When I saw “The Fabelmans” in Toronto, I labelled it as an Oscar front-runner—a dangerous position to be in in September, with months ahead for fatigue to set in. As winter approached, “Everything Everywhere” gained traction at “precursor” awards, demonstrating that Yeoh wasn’t alone in his charm offensive. There was Ke Huy Quan, who spoke about the years following his breakthrough as a child actor in “Indiana Jones and the Temple of Doom,” when he watched his white co-stars get the consistent work that he did not; accepting a Golden Globe award, he thanked Spielberg, his “Temple of Doom” director. There was Jamie Lee Curtis, a quirky and outspoken campaigner who reframed the “nepo baby” debate by expressing pride in her famous parents, Tony Curtis and Janet Leigh. And then there were the Daniels, who were having a hipster-nerd bromance on the red carpet. The top brass at A24, who are not immune to superstition, sat in the same conference-room seating arrangement as on previous Oscar mornings.
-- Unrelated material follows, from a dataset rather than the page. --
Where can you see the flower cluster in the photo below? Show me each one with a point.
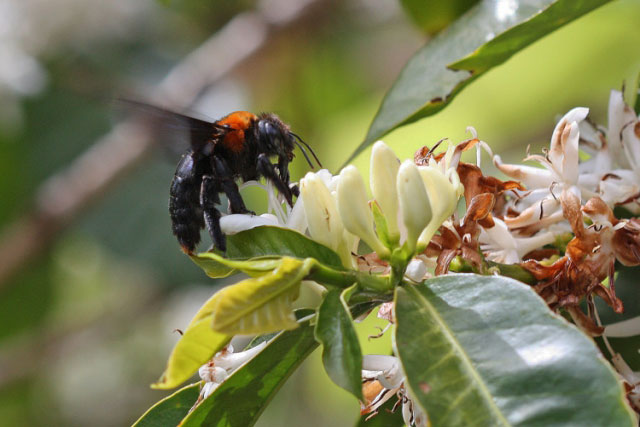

More nominations were bestowed upon this film than any other this year.

“Everything Everywhere” now had to deal with the F-word—”front-runner”—but it was peaking at the perfect time. Unavoidably, there has been some backlash. “I have yet to find people who tell me they really love it,” one veteran strategist told me, admitting that he is working on a competing film. “When it came out, all I could think was, ‘It’s confusing. It’s draining. It’s a two-and-a-half-hour nonsense fest.’ That’s not going to the movies; that’s homework!” This critic attributed its success to “Asian-representation hectoring,” which was heightened by concerns about violence against Asian Americans during the pandemic. “This is just extremely political,” the consultant continued, describing the likely victory as a way to “show the world that Hollywood isn’t what the rest of the United States has become.”

Aside from racial politics, it’s possible that some older Academy voters haven’t connected with the Marvel-esque elements that younger fans take for granted. If any film could pull an upset, it’s “All Quiet on the Western Front,” a German antiwar film released on Netflix that won a Bafta and has its own aura of timeliness in the midst of the carnage in Ukraine. The Academy, which has become much more global in recent years, nominated “All Quiet” for nine awards, breaking it out of the international-film bubble. However, it is unlikely to outrun “Everything Everywhere,” which feels like a forward-thinking and self-assuring choice. The Academy Awards serve as the industry’s mirror, with the Best Picture winner serving as its preferred reflection. “Everything, Everywhere” is a wild burst of imagination, and world-building is a big part of filmmaking these days, whether it’s the Marvel Cinematic Universe or “Avatar.” Every time Yeoh and his colleagues “verse-jump,” Academy members witness a version of what they do: beam moviegoers into another dimension. The multiverse isn’t just a philosophical concept; it’s also a mode of storytelling that represents cinema’s most powerful contemporary hold on popular culture. All of this fits on a bagel.